2020-09-24T13:07:06.171544010Z image pull image/path/kube-drone-deploy:4 (name=image/path/kube-drone-deploy, org.label-schema.build-date=2020-09-23T14:39:00Z, org.label-schema.schema-version=1.0, org.label-schema.vcs-ref=b1973e92478cf60b5f94f9c34bfc9cdb6382185d, org.label-schema.vcs-url=[gitlocation](https://github.com/sqsp/kube-drone-deploy.git))

2020-09-24T13:07:06.171636221Z image pull image/path/kube-drone-deploy:4 (name=image/path/kube-drone-deploy, org.label-schema.build-date=2020-09-23T14:39:00Z, org.label-schema.schema-version=1.0, org.label-schema.vcs-ref=b1973e92478cf60b5f94f9c34bfc9cdb6382185d, org.label-schema.vcs-url=[gitlocation](https://github.com/sqsp/kube-drone-deploy.git))

2020-09-24T13:07:06.189321842Z image pull image/path/kube-drone-deploy:4 (name=image/path/kube-drone-deploy, org.label-schema.build-date=2020-09-23T14:39:00Z, org.label-schema.schema-version=1.0, org.label-schema.vcs-ref=b1973e92478cf60b5f94f9c34bfc9cdb6382185d, org.label-schema.vcs-url=[gitlocation](https://github.com/sqsp/kube-drone-deploy.git))

2020-09-24T13:07:06.201491115Z volume create drone-Sjbi8KPofEftxrmcJoHf (driver=local)

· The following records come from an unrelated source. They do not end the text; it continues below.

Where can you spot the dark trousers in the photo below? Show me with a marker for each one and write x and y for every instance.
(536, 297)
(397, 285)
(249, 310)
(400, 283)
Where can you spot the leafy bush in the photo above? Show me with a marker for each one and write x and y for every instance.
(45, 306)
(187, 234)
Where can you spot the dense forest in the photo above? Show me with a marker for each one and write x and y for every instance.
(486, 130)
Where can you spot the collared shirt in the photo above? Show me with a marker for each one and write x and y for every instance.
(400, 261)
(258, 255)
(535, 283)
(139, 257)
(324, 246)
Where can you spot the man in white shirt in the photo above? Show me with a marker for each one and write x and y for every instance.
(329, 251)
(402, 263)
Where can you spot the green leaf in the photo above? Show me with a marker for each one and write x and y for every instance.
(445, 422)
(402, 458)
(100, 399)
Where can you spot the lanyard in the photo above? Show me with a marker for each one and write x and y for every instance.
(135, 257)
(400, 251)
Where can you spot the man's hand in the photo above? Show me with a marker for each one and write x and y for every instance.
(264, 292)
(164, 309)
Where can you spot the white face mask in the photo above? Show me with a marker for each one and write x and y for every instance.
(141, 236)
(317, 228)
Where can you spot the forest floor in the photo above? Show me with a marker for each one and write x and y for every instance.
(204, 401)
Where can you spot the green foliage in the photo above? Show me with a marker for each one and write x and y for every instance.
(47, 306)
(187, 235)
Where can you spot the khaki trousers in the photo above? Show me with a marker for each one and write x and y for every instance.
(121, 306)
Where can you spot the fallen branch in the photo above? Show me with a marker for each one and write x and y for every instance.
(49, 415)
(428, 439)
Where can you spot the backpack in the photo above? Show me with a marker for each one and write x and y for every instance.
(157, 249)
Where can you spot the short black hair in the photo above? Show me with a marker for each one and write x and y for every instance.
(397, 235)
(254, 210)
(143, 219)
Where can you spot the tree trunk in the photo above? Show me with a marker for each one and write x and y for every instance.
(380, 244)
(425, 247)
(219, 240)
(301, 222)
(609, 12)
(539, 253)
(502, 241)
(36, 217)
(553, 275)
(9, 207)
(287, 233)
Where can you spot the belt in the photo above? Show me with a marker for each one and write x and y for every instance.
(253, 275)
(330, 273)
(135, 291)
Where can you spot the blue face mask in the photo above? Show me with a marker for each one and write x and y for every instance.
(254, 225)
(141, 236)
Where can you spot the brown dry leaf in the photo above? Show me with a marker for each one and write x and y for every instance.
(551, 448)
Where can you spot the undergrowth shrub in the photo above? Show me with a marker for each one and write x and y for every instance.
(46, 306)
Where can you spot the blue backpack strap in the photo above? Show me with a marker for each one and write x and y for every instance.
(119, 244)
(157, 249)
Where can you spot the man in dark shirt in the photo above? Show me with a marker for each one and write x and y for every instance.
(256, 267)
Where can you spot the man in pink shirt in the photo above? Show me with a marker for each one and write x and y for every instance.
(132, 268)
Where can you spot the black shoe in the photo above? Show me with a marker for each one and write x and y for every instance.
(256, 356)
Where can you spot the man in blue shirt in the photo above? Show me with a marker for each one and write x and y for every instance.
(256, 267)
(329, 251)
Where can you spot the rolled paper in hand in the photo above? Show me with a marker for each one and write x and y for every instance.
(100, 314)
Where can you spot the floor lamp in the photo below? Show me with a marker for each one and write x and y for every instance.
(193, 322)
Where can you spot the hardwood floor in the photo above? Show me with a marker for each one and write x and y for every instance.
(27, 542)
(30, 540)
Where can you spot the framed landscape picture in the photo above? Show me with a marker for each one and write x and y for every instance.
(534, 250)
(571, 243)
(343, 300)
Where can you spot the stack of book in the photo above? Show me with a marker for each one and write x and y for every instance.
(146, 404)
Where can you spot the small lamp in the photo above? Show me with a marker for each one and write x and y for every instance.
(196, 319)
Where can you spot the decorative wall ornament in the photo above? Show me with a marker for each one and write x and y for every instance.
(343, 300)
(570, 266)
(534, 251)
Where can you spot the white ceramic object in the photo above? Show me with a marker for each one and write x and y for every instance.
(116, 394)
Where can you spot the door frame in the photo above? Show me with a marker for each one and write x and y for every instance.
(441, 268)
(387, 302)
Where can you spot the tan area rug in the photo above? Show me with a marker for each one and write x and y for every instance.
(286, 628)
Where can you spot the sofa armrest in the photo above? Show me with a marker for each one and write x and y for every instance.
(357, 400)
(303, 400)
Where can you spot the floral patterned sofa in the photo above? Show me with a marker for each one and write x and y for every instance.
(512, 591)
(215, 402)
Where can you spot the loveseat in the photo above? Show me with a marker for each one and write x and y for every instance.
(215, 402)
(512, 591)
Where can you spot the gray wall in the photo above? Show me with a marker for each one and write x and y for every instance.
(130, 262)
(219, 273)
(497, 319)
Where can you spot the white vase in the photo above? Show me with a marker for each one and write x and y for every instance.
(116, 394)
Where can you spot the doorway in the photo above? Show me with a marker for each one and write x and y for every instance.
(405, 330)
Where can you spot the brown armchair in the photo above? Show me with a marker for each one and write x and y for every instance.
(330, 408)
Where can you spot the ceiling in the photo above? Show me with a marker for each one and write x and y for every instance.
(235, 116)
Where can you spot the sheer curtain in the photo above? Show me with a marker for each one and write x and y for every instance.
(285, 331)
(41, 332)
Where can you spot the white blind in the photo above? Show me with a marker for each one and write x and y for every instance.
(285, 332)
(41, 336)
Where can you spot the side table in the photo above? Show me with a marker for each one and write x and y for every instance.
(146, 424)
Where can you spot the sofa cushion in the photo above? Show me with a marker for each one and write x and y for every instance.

2020-09-24T13:07:06.205448101Z volume create drone-Sjbi8KPofEftxrmcJoHf (driver=local)

2020-09-24T13:07:06.211156679Z volume create drone-Sjbi8KPofEftxrmcJoHf (driver=local)

2020-09-24T13:07:06.214519292Z volume create drone-Sjbi8KPofEftxrmcJoHf (driver=local)

It then proceeds to bring up and stop lots of containers. Same on Artifactory, we don’t see any pull errors in the logs.

Could this be occurring for any other reason? Are there any other logs I can grab?

We know for sure that Error response from daemon: unauthorized comes from Docker trying to pull the image Artifactory. Unfortunately we only know what Docker tells us, which is that the pull failed with a 403 Unauthorized error. The only root cause I am aware of that would result in a 403 Unauthorized is missing credentials or insufficient permissions for the credentials provided. I recommend contacting the Artifactory support folks who should be able help triage image pull issues, including how to enable more verbose logging to understand where this error comes from at the daemon or registry layer.

As an aside, I recall another team having issues with Artifactory and there were able to trace the issue back to the Artifactory server being overwhelmed:

It seems that setting proxy_max_temp_file_size 0; in our nginx conf that sits in front of artifactory has solved the problem. For very large docker images, nginx was caching all the layers to disk before sending them in the response, which would cause timeouts and errors.

Not sure if this is related but may be worth looking into.

Absolutely, We have that set in artifactory already. I just wish we could see an error in the docker events or artifactory. This has to be coming from the daemon though. I wonder what is causing it.